Authors: We agree that sensitivity checks are warranted. We will add analyses re-fitting the first-step mixed model under alternative random-effect structures (e.g., random intercept only versus intercept and slope) and report the resulting changes in the variability-survival association. We will also explicitly discuss the lack of uncertainty propagation as a limitation of the two-step approach. revision: yes
Circularity Check
No circularity in the two-step proposal
full rationale
The paper proposes a practical two-step procedure: fit a standard mixed-effects model to longitudinal biomarkers, derive subject- and time-specific variability summaries from the residuals, and insert those summaries as covariates into an otherwise conventional joint model for the survival outcome.
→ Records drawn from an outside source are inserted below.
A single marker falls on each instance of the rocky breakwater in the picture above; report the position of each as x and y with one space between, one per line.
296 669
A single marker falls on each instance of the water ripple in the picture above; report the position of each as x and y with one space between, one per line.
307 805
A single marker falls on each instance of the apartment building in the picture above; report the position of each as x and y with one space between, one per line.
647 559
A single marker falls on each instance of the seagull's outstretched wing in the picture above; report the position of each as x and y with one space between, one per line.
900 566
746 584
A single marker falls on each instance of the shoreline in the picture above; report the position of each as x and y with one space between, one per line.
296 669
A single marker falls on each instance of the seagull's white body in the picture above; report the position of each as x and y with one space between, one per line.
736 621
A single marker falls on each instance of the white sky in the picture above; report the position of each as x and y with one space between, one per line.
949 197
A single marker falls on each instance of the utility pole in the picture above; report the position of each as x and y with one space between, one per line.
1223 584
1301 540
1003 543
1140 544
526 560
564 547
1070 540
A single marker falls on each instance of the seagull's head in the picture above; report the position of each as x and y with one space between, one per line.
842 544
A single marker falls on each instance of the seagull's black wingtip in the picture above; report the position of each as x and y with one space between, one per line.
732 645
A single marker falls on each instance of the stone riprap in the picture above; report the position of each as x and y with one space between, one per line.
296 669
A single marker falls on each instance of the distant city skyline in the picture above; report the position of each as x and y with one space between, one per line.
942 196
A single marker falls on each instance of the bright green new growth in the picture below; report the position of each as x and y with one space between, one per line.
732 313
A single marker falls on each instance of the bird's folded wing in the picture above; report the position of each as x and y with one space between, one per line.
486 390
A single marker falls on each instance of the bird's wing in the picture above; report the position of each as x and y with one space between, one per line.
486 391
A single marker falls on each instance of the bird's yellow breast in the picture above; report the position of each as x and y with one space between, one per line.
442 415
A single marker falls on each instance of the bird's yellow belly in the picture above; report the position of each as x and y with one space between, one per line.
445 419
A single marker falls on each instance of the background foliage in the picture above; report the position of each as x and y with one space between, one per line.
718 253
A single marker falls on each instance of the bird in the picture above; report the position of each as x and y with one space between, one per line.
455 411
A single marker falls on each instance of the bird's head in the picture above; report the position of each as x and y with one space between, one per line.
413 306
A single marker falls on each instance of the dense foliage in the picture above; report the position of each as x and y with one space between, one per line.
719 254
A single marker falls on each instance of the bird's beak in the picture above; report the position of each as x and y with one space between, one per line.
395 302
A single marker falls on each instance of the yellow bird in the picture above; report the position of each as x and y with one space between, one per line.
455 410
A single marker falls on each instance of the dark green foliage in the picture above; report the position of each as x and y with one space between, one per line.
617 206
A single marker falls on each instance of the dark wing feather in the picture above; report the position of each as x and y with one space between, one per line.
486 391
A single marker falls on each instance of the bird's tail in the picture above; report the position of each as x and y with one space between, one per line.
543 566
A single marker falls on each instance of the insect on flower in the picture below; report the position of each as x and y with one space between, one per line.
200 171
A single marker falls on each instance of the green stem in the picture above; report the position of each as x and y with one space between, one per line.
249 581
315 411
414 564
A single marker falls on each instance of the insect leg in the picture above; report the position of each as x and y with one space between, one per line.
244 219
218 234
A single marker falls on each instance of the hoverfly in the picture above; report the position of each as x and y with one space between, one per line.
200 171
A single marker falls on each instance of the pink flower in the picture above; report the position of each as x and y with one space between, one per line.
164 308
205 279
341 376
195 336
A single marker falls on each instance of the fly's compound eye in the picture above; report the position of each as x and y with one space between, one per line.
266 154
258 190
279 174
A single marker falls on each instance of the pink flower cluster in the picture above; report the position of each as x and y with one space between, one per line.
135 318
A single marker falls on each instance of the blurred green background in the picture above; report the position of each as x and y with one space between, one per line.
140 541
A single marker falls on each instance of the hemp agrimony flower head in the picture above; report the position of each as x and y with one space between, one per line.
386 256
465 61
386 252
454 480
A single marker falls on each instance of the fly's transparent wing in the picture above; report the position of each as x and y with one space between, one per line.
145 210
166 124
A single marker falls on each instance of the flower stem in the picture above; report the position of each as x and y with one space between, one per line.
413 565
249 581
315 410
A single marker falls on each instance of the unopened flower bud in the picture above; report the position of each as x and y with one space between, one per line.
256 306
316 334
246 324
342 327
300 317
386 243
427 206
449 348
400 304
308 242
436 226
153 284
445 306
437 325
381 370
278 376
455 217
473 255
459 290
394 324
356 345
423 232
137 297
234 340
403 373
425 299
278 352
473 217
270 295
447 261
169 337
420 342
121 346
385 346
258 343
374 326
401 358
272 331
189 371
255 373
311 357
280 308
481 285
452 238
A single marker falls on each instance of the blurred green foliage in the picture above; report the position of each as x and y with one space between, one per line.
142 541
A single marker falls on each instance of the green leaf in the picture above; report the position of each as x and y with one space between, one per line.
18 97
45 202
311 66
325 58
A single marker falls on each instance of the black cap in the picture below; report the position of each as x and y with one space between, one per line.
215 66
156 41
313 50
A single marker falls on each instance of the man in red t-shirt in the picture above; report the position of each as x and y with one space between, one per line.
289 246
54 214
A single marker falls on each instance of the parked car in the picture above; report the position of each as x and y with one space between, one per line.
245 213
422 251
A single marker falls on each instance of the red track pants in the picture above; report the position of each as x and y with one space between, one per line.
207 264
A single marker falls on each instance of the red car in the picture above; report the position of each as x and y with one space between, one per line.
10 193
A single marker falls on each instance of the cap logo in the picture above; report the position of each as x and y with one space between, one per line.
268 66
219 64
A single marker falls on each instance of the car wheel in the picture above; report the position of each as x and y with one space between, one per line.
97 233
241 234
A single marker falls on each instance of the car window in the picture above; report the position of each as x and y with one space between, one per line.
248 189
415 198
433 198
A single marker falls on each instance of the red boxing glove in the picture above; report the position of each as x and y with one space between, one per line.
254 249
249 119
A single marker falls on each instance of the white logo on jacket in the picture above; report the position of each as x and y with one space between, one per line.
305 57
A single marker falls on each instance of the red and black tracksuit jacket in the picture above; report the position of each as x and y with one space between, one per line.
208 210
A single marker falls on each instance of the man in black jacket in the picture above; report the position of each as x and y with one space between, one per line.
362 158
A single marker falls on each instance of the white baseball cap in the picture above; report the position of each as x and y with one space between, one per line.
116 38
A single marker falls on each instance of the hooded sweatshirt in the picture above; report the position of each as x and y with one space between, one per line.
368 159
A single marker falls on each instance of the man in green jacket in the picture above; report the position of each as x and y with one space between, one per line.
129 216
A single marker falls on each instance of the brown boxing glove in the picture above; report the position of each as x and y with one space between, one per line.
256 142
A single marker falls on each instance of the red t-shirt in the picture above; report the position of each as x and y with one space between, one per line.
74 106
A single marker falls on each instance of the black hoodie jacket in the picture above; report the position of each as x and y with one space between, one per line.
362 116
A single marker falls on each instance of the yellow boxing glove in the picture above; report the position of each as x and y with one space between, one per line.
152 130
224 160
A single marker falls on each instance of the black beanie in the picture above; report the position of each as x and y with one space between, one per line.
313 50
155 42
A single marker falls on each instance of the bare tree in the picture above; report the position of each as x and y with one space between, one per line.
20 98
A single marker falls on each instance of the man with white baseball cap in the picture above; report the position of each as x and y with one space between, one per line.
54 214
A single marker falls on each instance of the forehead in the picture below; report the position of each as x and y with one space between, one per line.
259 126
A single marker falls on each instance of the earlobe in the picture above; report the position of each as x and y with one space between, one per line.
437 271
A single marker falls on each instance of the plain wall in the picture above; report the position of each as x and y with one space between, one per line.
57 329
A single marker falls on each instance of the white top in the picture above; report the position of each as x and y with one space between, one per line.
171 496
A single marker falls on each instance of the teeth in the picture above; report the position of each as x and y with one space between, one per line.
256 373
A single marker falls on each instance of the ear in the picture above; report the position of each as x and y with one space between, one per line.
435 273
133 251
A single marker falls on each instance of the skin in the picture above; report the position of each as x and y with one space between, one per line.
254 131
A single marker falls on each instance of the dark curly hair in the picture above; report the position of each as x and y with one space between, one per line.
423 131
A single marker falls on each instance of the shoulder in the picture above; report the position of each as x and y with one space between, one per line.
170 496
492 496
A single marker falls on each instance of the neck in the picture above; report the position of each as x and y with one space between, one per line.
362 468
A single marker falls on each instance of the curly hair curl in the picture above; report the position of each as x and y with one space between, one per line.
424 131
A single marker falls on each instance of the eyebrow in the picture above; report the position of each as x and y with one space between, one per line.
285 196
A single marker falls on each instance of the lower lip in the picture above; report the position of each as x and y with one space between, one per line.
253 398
This construction is presented as an approximation to fully joint models that explicitly parameterize variability; it is validated by simulation studies that generate data under known variability-survival associations and by application to external trial data. No equation reduces to its own inputs by definition, no fitted parameter is relabeled as a prediction, and no load-bearing premise rests on self-citation. The method is therefore self-contained against external benchmarks and does not exhibit any of the enumerated circularity patterns.
Axiom & Free-Parameter Ledger
axioms (2)
- domain assumption Mixed-effects models accurately separate individual trajectories from residuals that represent within-subject variability.
- ad hoc to paper Variability measures from the first step can be included as observed time-dependent covariates in the joint model without adjustment for estimation error.